月光越來越霜白,林間的霧氣也愈來愈濃了,兩個人的身影更顯得飄渺朦朧起來,如幻光蜃影,如此不真實,如此遙不可及。

    夜風吹過,梨花香氣四下漫溢,融融篝火旁,几人見到梨花林間的濃霧如波浪翻動,那兩人的背影時隱時現,似夢中的美景,隨時都要消失一般。

    鼻尖下是縈繞著梨花那淡淡的清寒香氣,芙琳雅似覺又回到了那個她長大的地方,那里也種著一片梨花林,在花開的月夜里,她和老師曾經一起漫步在梨花林間,那畫面恍在昨日,如此難以忘記。

    她的老師喜歡素雅的花朵,她們住的地方一年四季都有花開,小屋上爬滿四時常綠的藤蔓,屋前圍有一圈籬笆,籬笆之內有兩個小池塘,一彎清水繞著小屋從籬笆門前流過,那里架著一座小小的木橋,橋邊是一叢叢長青的芳草。

    當春臨之后,小屋左右兩邊的梨花林便會枝枝開滿雪白的梨花,在清晨薄霧之間,那一朵朵梨花如云似煙,若隱還現,虛幻飄渺若夢中玉蝶;在春陽初照之下,那一朵朵梨花潔白如玉,不染風塵,意蘊高潔如白雪翩飛;在細雨蒙蒙之中,那一朵朵梨花肌膚勝雪,盈含清淚,嬌憐嫵媚似美人垂淚。

    不同的時候,梨花林展現不同的風情。
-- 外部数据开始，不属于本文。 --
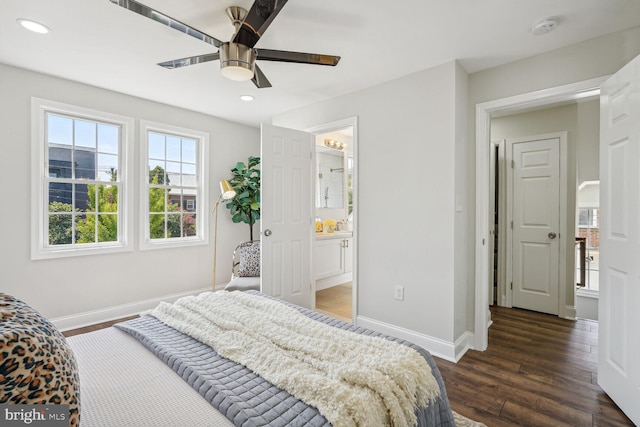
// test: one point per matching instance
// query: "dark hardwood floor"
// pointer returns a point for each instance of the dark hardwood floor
(539, 370)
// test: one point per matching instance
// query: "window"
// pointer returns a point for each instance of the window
(173, 186)
(79, 192)
(588, 217)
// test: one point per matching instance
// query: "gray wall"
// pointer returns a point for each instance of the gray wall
(410, 135)
(581, 121)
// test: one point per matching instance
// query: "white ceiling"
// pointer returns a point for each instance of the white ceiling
(101, 44)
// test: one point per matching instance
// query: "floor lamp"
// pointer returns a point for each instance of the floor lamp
(226, 193)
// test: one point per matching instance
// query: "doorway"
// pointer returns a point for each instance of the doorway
(334, 254)
(534, 170)
(484, 219)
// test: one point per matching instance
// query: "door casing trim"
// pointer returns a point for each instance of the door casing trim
(482, 225)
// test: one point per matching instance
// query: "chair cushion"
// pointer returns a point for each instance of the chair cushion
(249, 260)
(243, 284)
(37, 366)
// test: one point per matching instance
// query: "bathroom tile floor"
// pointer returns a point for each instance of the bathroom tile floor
(335, 301)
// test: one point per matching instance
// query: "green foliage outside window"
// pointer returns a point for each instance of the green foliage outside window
(245, 207)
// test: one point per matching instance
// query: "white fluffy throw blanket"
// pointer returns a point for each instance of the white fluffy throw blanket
(352, 379)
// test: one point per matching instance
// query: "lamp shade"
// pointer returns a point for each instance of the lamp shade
(227, 190)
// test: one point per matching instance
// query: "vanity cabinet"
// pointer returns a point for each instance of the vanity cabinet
(333, 260)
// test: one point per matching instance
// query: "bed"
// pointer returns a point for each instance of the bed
(145, 373)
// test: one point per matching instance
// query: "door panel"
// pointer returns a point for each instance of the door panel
(286, 214)
(619, 331)
(535, 208)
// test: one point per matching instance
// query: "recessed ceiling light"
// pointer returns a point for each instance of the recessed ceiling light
(544, 26)
(34, 26)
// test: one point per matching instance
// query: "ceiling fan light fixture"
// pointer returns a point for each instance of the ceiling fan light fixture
(236, 61)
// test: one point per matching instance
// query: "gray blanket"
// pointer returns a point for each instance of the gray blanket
(246, 398)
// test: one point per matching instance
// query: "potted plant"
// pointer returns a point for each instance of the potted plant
(245, 207)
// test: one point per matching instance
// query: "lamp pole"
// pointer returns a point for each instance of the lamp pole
(226, 193)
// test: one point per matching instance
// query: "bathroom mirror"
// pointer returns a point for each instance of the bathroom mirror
(330, 178)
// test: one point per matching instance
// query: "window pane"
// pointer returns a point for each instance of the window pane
(59, 130)
(156, 146)
(85, 163)
(156, 172)
(188, 150)
(60, 162)
(173, 172)
(583, 217)
(83, 199)
(85, 228)
(107, 167)
(156, 226)
(60, 228)
(173, 148)
(107, 228)
(108, 136)
(85, 134)
(60, 193)
(157, 200)
(189, 224)
(174, 228)
(108, 198)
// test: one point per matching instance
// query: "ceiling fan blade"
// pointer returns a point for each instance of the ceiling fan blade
(191, 60)
(147, 12)
(298, 57)
(259, 79)
(258, 19)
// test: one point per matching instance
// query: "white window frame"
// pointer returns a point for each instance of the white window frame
(40, 248)
(202, 201)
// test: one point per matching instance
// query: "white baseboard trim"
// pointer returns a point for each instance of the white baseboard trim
(569, 312)
(464, 343)
(436, 346)
(93, 317)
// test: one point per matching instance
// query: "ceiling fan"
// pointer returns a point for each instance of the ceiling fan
(237, 57)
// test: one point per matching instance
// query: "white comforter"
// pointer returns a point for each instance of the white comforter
(352, 379)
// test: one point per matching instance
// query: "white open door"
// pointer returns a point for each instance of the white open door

不同的天氣,她們看到的,是不同的風景。當梨花樹上冒出第一個花苞,她地老師便會開始靜候第一朵梨花的盛開。

    自那之后,老師便會時常帶著她在梨花林中,一邊聞著梨花清香,一邊望著一朵朵的梨花。教她感悟水系魔法元素的存在,教她念那些音節有著獨特韻味的咒語,教她凝出第一個小水球。

    當那些雪白地花瓣一片片的飄落,老師和她總是默默的看著,看著這些伴著她們度過不少時光的花瓣一片片的泥淖淄塵,化作春泥,徒留殘香。她們微笑地看著梨花林間的最后一朵梨花的暗色凋零,體悟自然的花開花落,不為人改。
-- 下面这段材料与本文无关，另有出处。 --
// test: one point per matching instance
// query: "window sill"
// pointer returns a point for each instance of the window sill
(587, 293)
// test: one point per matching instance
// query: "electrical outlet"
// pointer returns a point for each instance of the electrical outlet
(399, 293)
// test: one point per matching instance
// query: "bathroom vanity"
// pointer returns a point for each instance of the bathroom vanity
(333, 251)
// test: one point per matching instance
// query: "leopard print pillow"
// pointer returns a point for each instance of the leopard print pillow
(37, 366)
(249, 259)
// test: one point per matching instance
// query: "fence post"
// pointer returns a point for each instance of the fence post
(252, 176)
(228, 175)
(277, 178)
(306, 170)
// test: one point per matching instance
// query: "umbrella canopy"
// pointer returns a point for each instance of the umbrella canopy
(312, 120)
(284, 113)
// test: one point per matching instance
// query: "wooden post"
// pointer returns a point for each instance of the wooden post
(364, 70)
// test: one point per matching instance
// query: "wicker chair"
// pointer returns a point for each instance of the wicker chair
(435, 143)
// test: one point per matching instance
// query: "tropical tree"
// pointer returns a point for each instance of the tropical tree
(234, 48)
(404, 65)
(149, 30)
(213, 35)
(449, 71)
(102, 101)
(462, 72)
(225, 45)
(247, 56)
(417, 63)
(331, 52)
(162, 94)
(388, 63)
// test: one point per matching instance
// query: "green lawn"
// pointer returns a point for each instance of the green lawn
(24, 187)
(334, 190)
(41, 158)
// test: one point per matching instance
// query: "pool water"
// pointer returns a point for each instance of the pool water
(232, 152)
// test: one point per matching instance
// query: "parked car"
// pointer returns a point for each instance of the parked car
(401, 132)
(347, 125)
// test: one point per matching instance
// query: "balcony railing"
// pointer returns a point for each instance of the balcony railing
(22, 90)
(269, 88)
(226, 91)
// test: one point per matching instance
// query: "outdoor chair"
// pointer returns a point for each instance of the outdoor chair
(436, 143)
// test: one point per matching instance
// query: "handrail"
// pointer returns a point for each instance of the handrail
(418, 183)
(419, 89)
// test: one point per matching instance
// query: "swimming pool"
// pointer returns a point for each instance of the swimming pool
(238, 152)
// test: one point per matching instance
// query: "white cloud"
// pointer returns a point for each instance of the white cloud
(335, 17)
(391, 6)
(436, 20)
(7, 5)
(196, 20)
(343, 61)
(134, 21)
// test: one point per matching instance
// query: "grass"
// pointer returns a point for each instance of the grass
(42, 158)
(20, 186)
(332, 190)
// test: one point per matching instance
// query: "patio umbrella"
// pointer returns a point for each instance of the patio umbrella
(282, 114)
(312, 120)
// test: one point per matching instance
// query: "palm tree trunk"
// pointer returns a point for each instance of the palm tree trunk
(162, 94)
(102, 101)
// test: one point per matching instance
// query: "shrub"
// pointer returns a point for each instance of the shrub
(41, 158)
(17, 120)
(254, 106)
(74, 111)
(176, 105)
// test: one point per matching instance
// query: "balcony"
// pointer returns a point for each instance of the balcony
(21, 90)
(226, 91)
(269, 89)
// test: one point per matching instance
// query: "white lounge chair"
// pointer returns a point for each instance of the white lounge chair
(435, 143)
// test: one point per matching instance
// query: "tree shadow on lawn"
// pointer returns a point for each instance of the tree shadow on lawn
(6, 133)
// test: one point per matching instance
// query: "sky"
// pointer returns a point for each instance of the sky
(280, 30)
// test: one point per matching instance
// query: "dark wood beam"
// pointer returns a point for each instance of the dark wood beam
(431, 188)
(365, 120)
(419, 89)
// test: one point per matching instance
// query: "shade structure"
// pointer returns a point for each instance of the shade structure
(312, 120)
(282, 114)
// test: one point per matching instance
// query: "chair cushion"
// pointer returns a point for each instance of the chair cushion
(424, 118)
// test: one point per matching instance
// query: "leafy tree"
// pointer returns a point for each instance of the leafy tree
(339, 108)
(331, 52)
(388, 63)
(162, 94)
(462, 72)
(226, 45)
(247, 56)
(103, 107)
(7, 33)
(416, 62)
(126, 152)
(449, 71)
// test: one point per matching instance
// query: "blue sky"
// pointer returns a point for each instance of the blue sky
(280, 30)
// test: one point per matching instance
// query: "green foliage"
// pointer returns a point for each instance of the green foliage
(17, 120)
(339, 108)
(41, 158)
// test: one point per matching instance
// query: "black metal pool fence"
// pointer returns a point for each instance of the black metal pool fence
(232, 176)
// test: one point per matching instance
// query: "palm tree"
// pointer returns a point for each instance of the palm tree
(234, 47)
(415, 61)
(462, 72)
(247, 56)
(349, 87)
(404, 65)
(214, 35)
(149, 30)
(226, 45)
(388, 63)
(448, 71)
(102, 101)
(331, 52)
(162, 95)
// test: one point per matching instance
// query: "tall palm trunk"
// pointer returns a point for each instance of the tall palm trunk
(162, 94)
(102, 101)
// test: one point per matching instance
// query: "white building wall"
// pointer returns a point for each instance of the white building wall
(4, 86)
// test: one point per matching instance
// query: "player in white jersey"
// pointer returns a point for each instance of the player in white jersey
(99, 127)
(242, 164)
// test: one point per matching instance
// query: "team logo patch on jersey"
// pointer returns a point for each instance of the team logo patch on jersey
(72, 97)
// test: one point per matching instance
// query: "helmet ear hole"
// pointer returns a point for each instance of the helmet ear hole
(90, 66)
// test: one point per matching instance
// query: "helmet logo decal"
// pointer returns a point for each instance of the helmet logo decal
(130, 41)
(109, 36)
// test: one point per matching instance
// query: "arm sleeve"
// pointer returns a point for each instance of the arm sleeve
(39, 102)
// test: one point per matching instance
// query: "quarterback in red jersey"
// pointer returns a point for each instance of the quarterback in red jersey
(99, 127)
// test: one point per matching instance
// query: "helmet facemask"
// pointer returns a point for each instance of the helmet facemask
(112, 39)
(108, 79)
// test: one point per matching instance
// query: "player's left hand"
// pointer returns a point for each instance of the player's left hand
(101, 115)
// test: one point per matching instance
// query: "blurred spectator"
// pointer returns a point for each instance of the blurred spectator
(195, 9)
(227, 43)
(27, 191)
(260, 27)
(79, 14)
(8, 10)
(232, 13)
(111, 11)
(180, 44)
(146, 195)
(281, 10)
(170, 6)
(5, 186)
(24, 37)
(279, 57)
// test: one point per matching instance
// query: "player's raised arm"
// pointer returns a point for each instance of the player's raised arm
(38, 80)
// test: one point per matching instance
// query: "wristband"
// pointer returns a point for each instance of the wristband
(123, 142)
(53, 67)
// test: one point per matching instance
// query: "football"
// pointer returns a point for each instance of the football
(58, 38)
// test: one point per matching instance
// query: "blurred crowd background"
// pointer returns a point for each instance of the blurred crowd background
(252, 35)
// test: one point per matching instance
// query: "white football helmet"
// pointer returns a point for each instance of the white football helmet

    當夏花燦爛。小院中的兩個小池塘里,綠水碧葉之間,小荷開始不經意間探露尖角,自有蜻蜓蝴蝶徘徊不去,爭相欲立上頭。

    此時她地老師總會帶著她坐在門前,繼續教導她冥想親近水系元素之時,靜靜的守候那一個個含羞帶怯的白色精靈悄然展顏。

    當那些潔白如云的花苞一個個的顫抖霜軀舒展玉容。銀囊破而泄香,清幽彌散芳馨,可見那重重青蓋下,千嬌照水,花葉相映,最是迷眼醉人。

    那一朵朵的玉白蓮花,不蔓不枝,疏簡淨立,如一個個娉娉婷婷的白衣少女,清清靜靜地安立在一波波綠云之間。不染淤泥,香遠益清,玉容靜然無有纖瑕,聖潔清傲仿似不沾紅塵,令人不敢褻玩。

    夏季總是容易早醒,她和老師時常在清晨之時,坐在門前小院池塘邊冥想,那時的荷塘之中,白蓮湛露蒙蒙,潤濕未消。直若美人香汗凝染白綃,那層層綠葉輕搖淺動,密羅青煙,清香幽幽細細,最易消去雜念安定神志。讓她和老師冥想效果可達最佳之境。

    至晨光金燦。初陽漸消葉上宿雨,水汽徐徐裊娜而散。水面碧綠荷葉一一托舉點點清圓。輕風拂過之時,翠葉如綠波微蕩,可稍窺風前翩翩清態,大珠小珠滴溜溜滾轉,傾落翡翠玉盤,聲聲妙響點濯清漣,波光瀲灩,朵朵白蓮微微一低頭,柔情怯怯,仿如情懷皆是詩的花季少女,不勝涼風的嬌羞,妙美不可言。

    老師閑暇之時,目光總愛停駐在那兩個荷池之上,賞看那碧葉白花,她也時常陪著老師靜靜而望,看那朵朵潔白無暇的玉花出于清水,天然靈姿脫凡塵,絕無雕飾。看那白花翠葉卷舒開合,天真任意,無有半點矯揉之態,看那蓮葉田田魚戲其間,風來之時碧浪翻滾,自有忘我情趣。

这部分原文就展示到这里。